Jewish World Review Nov. 10, 2003 / 15 Mar-Cheshvan, 5764
President Bush, like Eisenhower before him, is signaling the beginning of a new epoch
In what will prove to be among the most important speeches of his
administration, President Bush declared Thursday that the Mideast is in the
midst of positive, epochal change-and introduced the world to what could
easily be called a Reverse Domino Theory.
Unlike the current spread of terrorism and tyranny, the prevailing threat in
the 1950's was the spread of nuclear-armed communism arrayed against U.S.
interests around the globe. Referring to the nations at risk of falling
under the Iron Curtain at the time, President Eisenhower explained what is
now referred to as the Domino Theory (which he originally termed "a falling
domino principle"). "You have a row of dominoes set up, you knock over the
first one, and what will happen to the last one is the certainty that it
will go over very quickly," he said at an April 7, 1954 news conference. "So
you could have a beginning of a disintegration that would have the most
profound influences." This was a defining period for America, and the
President Bush signaled another such epoch Thursday, though the complication
for the current administration is that Bush is dealing with the quandary of
nations already under despotic rule-and how to lift the dominos.
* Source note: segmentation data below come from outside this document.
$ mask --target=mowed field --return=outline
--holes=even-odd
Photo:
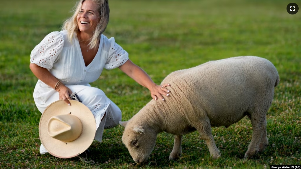
[[[301,164],[301,11],[290,15],[284,0],[109,0],[104,34],[115,37],[130,59],[160,84],[171,72],[209,61],[257,56],[270,61],[280,83],[267,115],[269,144],[244,158],[252,127],[246,117],[228,128],[212,128],[221,153],[210,158],[197,132],[183,136],[182,154],[168,157],[173,136],[160,134],[147,162],[138,164],[123,144],[123,128],[105,130],[93,142],[89,164],[78,157],[41,155],[41,113],[32,95],[37,78],[30,52],[47,34],[59,31],[74,0],[2,1],[0,10],[0,168],[269,168]],[[301,6],[301,1],[295,2]],[[298,3],[299,2],[299,3]],[[102,90],[126,120],[151,99],[149,91],[118,69],[104,70],[90,84]]]

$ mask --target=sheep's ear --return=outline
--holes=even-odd
[[[125,127],[126,126],[126,124],[128,124],[128,121],[119,121],[119,124]]]
[[[142,126],[138,126],[133,129],[133,130],[136,133],[138,133],[140,134],[144,133],[144,129],[142,128]]]

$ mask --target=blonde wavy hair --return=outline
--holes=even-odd
[[[70,17],[67,19],[64,22],[62,27],[62,30],[67,30],[68,32],[69,41],[72,42],[72,39],[75,32],[77,34],[80,31],[77,25],[77,17],[79,13],[82,3],[86,0],[80,0],[76,3],[73,10],[74,13]],[[99,40],[99,37],[104,31],[109,23],[109,17],[110,9],[109,8],[108,0],[90,0],[98,7],[97,10],[99,13],[99,21],[93,32],[93,36],[90,39],[90,42],[88,45],[89,48],[92,49],[96,47]]]

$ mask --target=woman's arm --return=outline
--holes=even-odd
[[[55,89],[55,85],[59,80],[51,74],[47,69],[38,66],[34,63],[31,63],[29,67],[33,74],[38,79]],[[62,84],[61,82],[59,84],[57,88]],[[59,93],[59,99],[63,99],[69,105],[71,105],[70,102],[68,99],[71,99],[69,96],[69,95],[72,93],[71,90],[64,84],[57,90]]]
[[[159,98],[164,100],[161,95],[169,95],[169,94],[167,93],[169,92],[169,90],[164,88],[170,86],[169,84],[164,84],[163,85],[163,87],[157,85],[144,70],[134,64],[129,59],[119,67],[137,83],[148,89],[150,91],[151,97],[155,100]]]

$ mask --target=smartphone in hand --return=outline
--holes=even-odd
[[[73,92],[72,94],[69,95],[69,96],[71,98],[71,99],[73,100],[78,101],[81,102],[82,102],[82,101],[79,99],[79,98],[78,97],[78,96],[77,95],[77,94],[76,94],[76,92]]]

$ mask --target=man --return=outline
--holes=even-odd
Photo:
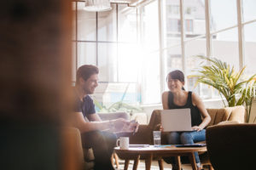
[[[95,169],[113,169],[110,157],[116,136],[111,132],[118,131],[130,122],[122,118],[103,122],[96,113],[93,100],[88,94],[92,94],[98,86],[98,73],[96,66],[88,65],[77,71],[73,121],[80,130],[83,147],[93,149]]]

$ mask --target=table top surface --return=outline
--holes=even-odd
[[[147,145],[146,147],[129,147],[128,150],[121,150],[119,147],[115,147],[116,153],[187,153],[194,151],[207,151],[206,146],[203,147],[176,147],[172,145]]]

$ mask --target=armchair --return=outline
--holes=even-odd
[[[98,113],[99,116],[102,121],[106,120],[113,120],[113,119],[117,119],[117,118],[124,118],[126,120],[130,119],[129,114],[125,112],[116,112],[116,113]],[[83,149],[84,150],[84,169],[93,169],[94,167],[94,155],[93,155],[93,150],[92,148],[90,149]],[[119,167],[118,163],[118,157],[115,154],[113,155],[113,157],[111,158],[111,161],[113,159],[115,160],[117,167]],[[113,162],[112,162],[113,164]]]
[[[207,109],[211,116],[211,122],[208,127],[217,125],[218,123],[241,123],[244,122],[245,108],[243,106],[227,107],[223,109]],[[153,144],[153,131],[159,129],[160,123],[160,112],[161,110],[154,110],[151,115],[149,123],[148,125],[141,125],[138,132],[130,136],[131,144]],[[167,133],[162,133],[161,144],[167,144]],[[211,162],[209,161],[207,153],[200,153],[200,158],[203,165],[209,165],[210,169]]]
[[[212,126],[207,129],[207,152],[214,169],[254,169],[256,124]]]

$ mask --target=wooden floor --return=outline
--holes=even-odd
[[[118,169],[119,169],[119,170],[124,169],[125,161],[119,160],[119,167]],[[133,166],[133,162],[131,161],[128,170],[131,170],[132,166]],[[183,164],[182,168],[183,170],[192,170],[191,165],[189,165],[189,164],[186,164],[186,165]],[[164,169],[165,170],[172,170],[172,165],[164,162]],[[140,161],[137,170],[145,170],[145,162],[144,161]],[[158,166],[157,161],[152,162],[151,170],[159,170],[159,166]]]

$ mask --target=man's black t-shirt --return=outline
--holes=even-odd
[[[74,93],[74,112],[82,112],[84,117],[88,118],[88,115],[96,113],[95,105],[89,95],[86,95],[83,101],[80,100],[75,89]]]

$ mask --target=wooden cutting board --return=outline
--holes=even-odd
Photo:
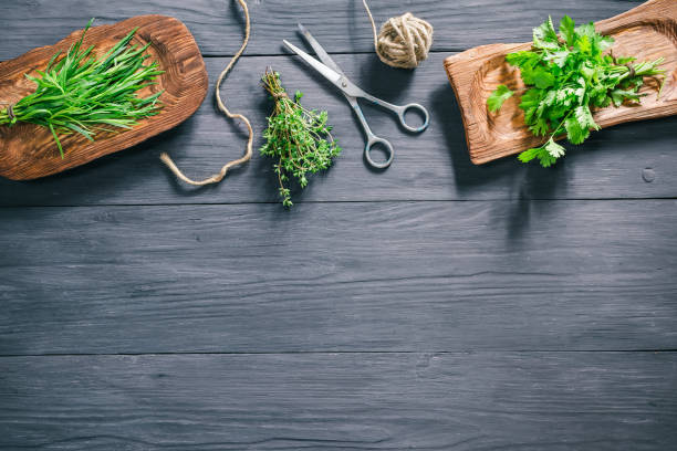
[[[165,71],[157,85],[140,90],[139,96],[165,90],[160,96],[163,109],[143,119],[131,130],[97,134],[90,141],[80,135],[63,136],[62,159],[49,129],[31,124],[0,125],[0,176],[28,180],[84,165],[95,158],[134,146],[152,136],[175,127],[187,119],[205,99],[207,71],[195,39],[179,20],[165,15],[139,15],[125,21],[92,28],[85,34],[84,46],[95,45],[96,56],[138,27],[133,43],[150,43],[147,53]],[[32,93],[35,86],[24,74],[44,70],[56,52],[66,52],[80,39],[82,30],[71,33],[54,45],[31,50],[15,60],[0,63],[0,102],[14,103]],[[2,105],[0,105],[2,107]]]
[[[677,0],[652,0],[615,18],[596,22],[595,27],[600,33],[616,41],[612,49],[614,55],[636,56],[638,61],[663,56],[665,63],[660,67],[666,70],[666,83],[659,99],[656,84],[648,84],[642,88],[648,94],[642,99],[642,105],[600,109],[594,112],[595,122],[602,127],[611,127],[677,114]],[[520,153],[545,140],[534,137],[524,125],[519,103],[525,87],[519,69],[506,63],[508,53],[530,48],[530,42],[490,44],[445,60],[461,111],[470,159],[476,165]],[[518,93],[498,113],[490,113],[487,98],[500,84]]]

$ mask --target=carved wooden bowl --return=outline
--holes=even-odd
[[[140,90],[138,95],[147,96],[164,90],[160,113],[139,120],[129,130],[97,133],[94,141],[77,134],[60,135],[63,159],[48,128],[22,123],[0,125],[0,176],[29,180],[61,172],[134,146],[177,126],[195,113],[207,94],[207,71],[195,39],[179,20],[139,15],[112,25],[95,27],[85,34],[83,45],[95,45],[94,53],[101,56],[136,27],[138,31],[132,42],[140,45],[149,42],[148,61],[157,61],[159,69],[165,71],[157,77],[157,85]],[[34,83],[24,74],[37,75],[35,70],[44,70],[54,53],[67,52],[81,35],[82,30],[75,31],[54,45],[34,49],[0,63],[0,102],[15,103],[32,93]]]

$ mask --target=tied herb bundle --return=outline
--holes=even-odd
[[[100,59],[91,56],[94,46],[82,49],[90,20],[80,40],[60,59],[56,53],[39,77],[25,75],[38,86],[13,105],[0,111],[0,125],[17,122],[41,125],[54,136],[61,157],[63,148],[59,134],[79,133],[90,140],[98,130],[113,132],[108,126],[132,128],[138,119],[158,113],[158,97],[163,92],[145,98],[136,92],[155,84],[157,62],[144,65],[149,43],[129,45],[137,29],[132,30]]]
[[[591,108],[638,103],[644,95],[638,92],[644,77],[665,73],[658,69],[663,59],[635,63],[635,57],[605,53],[613,43],[612,38],[598,34],[593,23],[576,28],[565,15],[560,36],[549,18],[533,30],[530,51],[506,56],[508,63],[520,69],[529,87],[520,103],[524,122],[535,136],[549,136],[541,147],[521,153],[521,161],[538,158],[543,167],[552,166],[565,151],[554,140],[558,135],[566,132],[571,144],[582,144],[591,129],[600,129]],[[487,102],[489,111],[499,111],[513,94],[506,85],[498,86]]]
[[[275,158],[274,171],[280,182],[280,197],[284,207],[291,207],[291,192],[284,182],[296,179],[301,188],[308,185],[308,174],[327,169],[332,158],[341,154],[336,140],[326,124],[326,112],[309,111],[301,106],[303,93],[296,92],[293,99],[287,95],[280,82],[280,74],[267,70],[263,86],[275,102],[263,132],[265,144],[261,155]]]

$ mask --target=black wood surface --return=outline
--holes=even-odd
[[[4,355],[677,338],[675,200],[0,211]]]
[[[319,40],[324,35],[322,29],[315,34]],[[293,29],[278,40],[282,36],[301,41]],[[675,117],[598,132],[585,146],[569,146],[570,155],[550,170],[525,166],[512,157],[473,166],[454,92],[442,70],[445,55],[435,54],[414,72],[389,69],[375,55],[336,56],[346,73],[374,94],[396,103],[420,102],[430,109],[428,130],[408,135],[394,116],[365,104],[374,132],[395,146],[396,160],[384,172],[365,166],[364,136],[345,98],[293,56],[242,60],[228,78],[225,98],[231,108],[250,117],[260,135],[271,104],[259,75],[270,65],[281,72],[290,92],[305,93],[305,105],[329,111],[344,151],[332,170],[313,179],[300,201],[664,198],[677,192]],[[226,59],[207,59],[212,83],[226,63]],[[223,183],[204,189],[175,182],[158,161],[160,151],[167,151],[189,175],[206,177],[241,155],[247,139],[243,132],[216,109],[210,91],[188,122],[136,148],[56,177],[30,182],[0,180],[0,204],[277,201],[272,161],[258,153],[249,165],[230,172]],[[259,137],[257,146],[261,143]]]
[[[0,365],[6,449],[643,451],[677,440],[674,353],[56,356]]]
[[[0,449],[677,448],[677,119],[596,133],[548,170],[475,167],[441,66],[548,14],[639,3],[372,0],[378,22],[435,25],[429,61],[396,71],[360,0],[250,1],[228,105],[259,134],[271,65],[329,111],[343,155],[290,211],[258,155],[186,188],[160,151],[199,177],[243,150],[210,96],[136,148],[0,180]],[[0,59],[145,13],[189,27],[212,83],[241,39],[230,0],[0,1]],[[357,84],[429,108],[412,136],[365,107],[395,145],[387,171],[365,167],[344,98],[282,50],[299,21]]]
In his
speech at the 20th anniversary of the National Endowment for Democracy, he
said, "The establishment of a free Iraq at the heart of the Middle East will
be a watershed event in the global democratic revolution" he said. "Iraqi
democracy will succeed, and that success will send the news from Damascus to
Tehran that democracy can be the future of every nation." Rejecting the
Domino Effect justifications of the Cold War that led to containment and
détente policies a half-century ago, the administration plans to implement a
new policy for this new era, and for a different - though no less important
- region of the world.
The recent liberation of Iraq and American commitment to reconstruction is
the birth of stability for the entire region - one domino at a time. "The
progress of liberty is a powerful trend," Bush averred. "And the resolve we
show will shape the next stage of the world democratic movement." This new
doctrine asserts that by removing a dictator from one nation and providing
the means necessary to rebuild, other nations will similarly move toward
freedom and democracy until the other dominoes rise. Rather than destabilize
the region, as Bush's detractors often claim, the result of the regime
change in Iraq will bring just the opposite: stability, freedom, and the
individual prosperity that can only be found in a safe environment.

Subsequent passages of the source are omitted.